Best Vasopressor in TBI?

What vasopressor do you routinely use in the management of traumatic brain injury patients? Admittedly, in my neurocritical care practice, I don’t manage a lot of true TBI patients. In our system, the only neurotrauma patients that come to the neuro ICU are isolated neurotrauma (brain and/or spine without other major trauma). Polytrauma patients go to the trauma service and are comanaged in the TICU along with neurosurgery.

But, in my limited experience, I typically use norepinephrine. I might have formerly said phenylephrine, as that used to be the vasopressor of choice in the neuro ICU. This was mostly due to the fact that at one point, we were mostly using vasopressors to augment BP in order to increase perfusion to the brain or spine, a practice that has largely fallen out of favor. In these cases, the patients often just needed short runs of low dose pressor and so phenylephrine was considered safer to run without a central line, making it appealing in this subset.

But, in the past few years, we’ve gradually shifted away from this to favoring norepinephrine. I think this is largely because we’ve seen a steady increase in the overall acuity of the patients and now those who need pressors typically need them for actual shock, not just to drive MAPs. In that case, central access is typically needed anyway, eliminating the one benefit of phenylephrine.

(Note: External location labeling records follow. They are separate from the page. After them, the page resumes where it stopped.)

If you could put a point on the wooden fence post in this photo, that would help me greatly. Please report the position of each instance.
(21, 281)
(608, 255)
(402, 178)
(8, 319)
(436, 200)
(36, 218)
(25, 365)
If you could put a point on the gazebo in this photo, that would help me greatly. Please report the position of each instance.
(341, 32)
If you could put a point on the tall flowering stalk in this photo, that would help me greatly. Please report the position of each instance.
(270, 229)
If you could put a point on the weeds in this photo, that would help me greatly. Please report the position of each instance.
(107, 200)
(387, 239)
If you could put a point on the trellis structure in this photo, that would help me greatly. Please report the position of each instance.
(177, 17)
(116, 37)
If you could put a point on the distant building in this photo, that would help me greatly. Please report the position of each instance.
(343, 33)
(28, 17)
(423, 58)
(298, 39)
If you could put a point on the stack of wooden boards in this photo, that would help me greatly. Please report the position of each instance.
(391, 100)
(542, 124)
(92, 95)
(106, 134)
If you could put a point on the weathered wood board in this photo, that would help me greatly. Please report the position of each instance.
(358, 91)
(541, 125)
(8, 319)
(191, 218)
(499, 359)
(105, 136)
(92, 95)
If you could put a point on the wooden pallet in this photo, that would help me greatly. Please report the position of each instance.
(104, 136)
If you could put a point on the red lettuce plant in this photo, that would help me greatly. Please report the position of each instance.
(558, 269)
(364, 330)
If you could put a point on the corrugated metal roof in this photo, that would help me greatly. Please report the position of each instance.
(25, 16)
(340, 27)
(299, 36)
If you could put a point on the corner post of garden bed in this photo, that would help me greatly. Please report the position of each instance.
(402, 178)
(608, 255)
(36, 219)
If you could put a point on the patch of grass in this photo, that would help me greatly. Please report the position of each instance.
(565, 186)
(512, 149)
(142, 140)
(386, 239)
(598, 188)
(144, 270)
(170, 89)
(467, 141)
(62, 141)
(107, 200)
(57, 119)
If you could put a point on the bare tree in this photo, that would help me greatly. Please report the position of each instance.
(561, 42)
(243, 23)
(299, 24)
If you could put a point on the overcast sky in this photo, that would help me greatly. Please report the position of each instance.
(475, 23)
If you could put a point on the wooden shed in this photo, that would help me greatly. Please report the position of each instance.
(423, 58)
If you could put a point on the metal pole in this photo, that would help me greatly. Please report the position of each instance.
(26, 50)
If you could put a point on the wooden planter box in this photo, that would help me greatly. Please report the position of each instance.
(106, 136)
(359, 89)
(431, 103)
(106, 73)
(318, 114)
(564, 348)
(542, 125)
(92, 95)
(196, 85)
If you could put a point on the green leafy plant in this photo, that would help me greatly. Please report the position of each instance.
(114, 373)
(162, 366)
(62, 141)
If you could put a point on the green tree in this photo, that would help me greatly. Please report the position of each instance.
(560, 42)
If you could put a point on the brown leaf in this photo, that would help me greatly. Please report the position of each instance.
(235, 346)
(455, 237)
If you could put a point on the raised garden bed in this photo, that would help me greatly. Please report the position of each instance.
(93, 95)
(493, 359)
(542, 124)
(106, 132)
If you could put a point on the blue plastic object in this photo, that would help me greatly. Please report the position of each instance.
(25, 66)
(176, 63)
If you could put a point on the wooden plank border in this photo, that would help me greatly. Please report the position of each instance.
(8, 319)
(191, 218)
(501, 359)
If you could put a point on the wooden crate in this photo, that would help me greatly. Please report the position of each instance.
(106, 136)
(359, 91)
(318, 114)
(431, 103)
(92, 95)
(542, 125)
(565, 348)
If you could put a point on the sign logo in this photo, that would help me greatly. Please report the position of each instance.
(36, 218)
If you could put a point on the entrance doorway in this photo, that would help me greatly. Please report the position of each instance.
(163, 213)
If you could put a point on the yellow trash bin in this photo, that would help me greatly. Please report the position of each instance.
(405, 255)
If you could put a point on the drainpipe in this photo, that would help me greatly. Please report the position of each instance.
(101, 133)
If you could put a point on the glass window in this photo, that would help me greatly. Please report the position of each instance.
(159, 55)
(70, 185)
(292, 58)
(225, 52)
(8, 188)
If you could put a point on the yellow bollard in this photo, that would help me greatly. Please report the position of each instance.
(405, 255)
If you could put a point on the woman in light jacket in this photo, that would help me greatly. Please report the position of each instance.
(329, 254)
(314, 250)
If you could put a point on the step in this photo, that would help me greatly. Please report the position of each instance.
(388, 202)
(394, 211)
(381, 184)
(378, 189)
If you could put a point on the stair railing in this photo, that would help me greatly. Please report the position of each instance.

In this episode of the Elective Rotation podcast, Pharmacy Joe covers a recent study in Anesthesia and Analgesia that seems to favor the use of phenylephrine as the first line vasopressor in TBI patients. It was a rather large retrospective study that showed a statistically significant increase in in-hospital mortality in patients who received norepinephrine as compared to those who received phenylephrine. The study found that norepinephrine was much more common in sicker patients (higher ISS, use of ICP monitoring, comorbidities, etc.), but the authors used propensity-matching statistical analysis to account for this.

Overall, it is an interesting study but there are number of issues including incomplete data regarding shock states. Despite the propensity-matching analysis, I think it’s reasonable to assume that there is probably some bias with patients receiving norepinephrine instead of phenylephrine being sicker at baseline which may account for the difference to a greater degree than is appreciated.

What about you? What is your practice regarding vasopressors in TBI? After reading this study and/or listening to the podcast episode, will you change your practice?